Ее упреки были во многом справедливы — мы и в самом деле были наглыми безродными чужаками, готовыми едва ли не на все, чтоб получить теплый угол в богатом дому. Но мы пришли туда, где еще до нас все пронизало отвратительное тлетворное колдовство, дряннее которого быть ничего не могло — колдовскую грязь заметить куда сложнее, чем всякую другую. Я упрямо смотрела в глаза госпоже Вейдене и не склонила голову, когда она обвиняла меня.
— Сейчас мне следовало бы позвать слуг, переполошить весь дворец, и пусть над твоей головой свершился бы суд моего супруга, — Ее Светлость покачала головой. — Я вновь предаю его, слушая тебя. Но… я чувствую зло в той, кто называет себя сестрой Огасто. В ее присутствии люди одурманены и только я одна замечаю, что она распоряжается в моем доме, точно в своем собственном. Стоит мне ее увидеть — и я словно засыпаю, не могу сказать ни слова, как это бывает в дурном сне. Но когда она уходит, в голове у меня проясняется, и я понимаю, что покорно принимала чужую волю…

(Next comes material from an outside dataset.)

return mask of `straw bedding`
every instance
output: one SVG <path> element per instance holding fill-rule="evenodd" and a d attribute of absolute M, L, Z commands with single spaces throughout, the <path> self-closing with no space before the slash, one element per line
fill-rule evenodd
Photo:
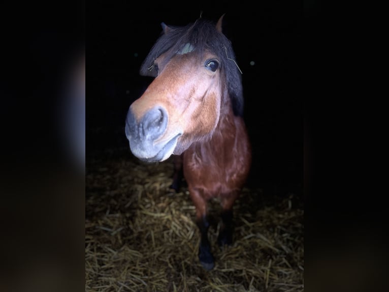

— Магия, — Хорвек счел, что может вмешаться в разговор, но из темноты не вышел. — Ей не так уж легко сопротивляться, но, раз у вас получается, стало быть, речь идет о природном даре. Это не редкость среди особ королевской крови — так уж заведено было в давние времена, что чародеи не упускали возможности тайно смешать свою кровь с королевской. И чародейские способности дремлют в тех, кто сидит на тронах, проявляя себя изредка самым неожиданным образом.
Я заметила, как госпожа Вейдена нахмурилась — ей пришлось не по нраву то, что кто-то сомневается в чистоте ее королевской крови, — и хитрый Хорвек тут же прибавил:
— Или же вас бережет от чар любовь. Это сильное и довольно бессмысленное чувство — одно из тех, которые сложнее всего подавить колдовством. Какое бы заграждение из чар не выстроил маг — человеческие страсти становятся ручейком, разрушающим колдовскую плотину. Усмирять их — непростое дело, чаще всего — и вовсе невозможное.
Это объяснение понравилось герцогине куда больше, и она улыбнулась перед тем, как вновь повернуться ко мне с надменным видом.
— Да, я слышала много странного, пока стояла в оцепенении рядом с Огасто, выслушивающим наставления этой женщины. Многое я позабыла, но кое-что помню. Она приказала ему не входить более в библиотеку и не смотреть на этот портрет!
— Поэтому-то я и спрятался здесь, — пискнул Харль, все это время державшийся тихо, как мышка. Мальчишка верно почуял, что милость герцогини к врагам новой госпожи дворца переменчива, и после моих неосторожных слов может растаять, как туман на солнце.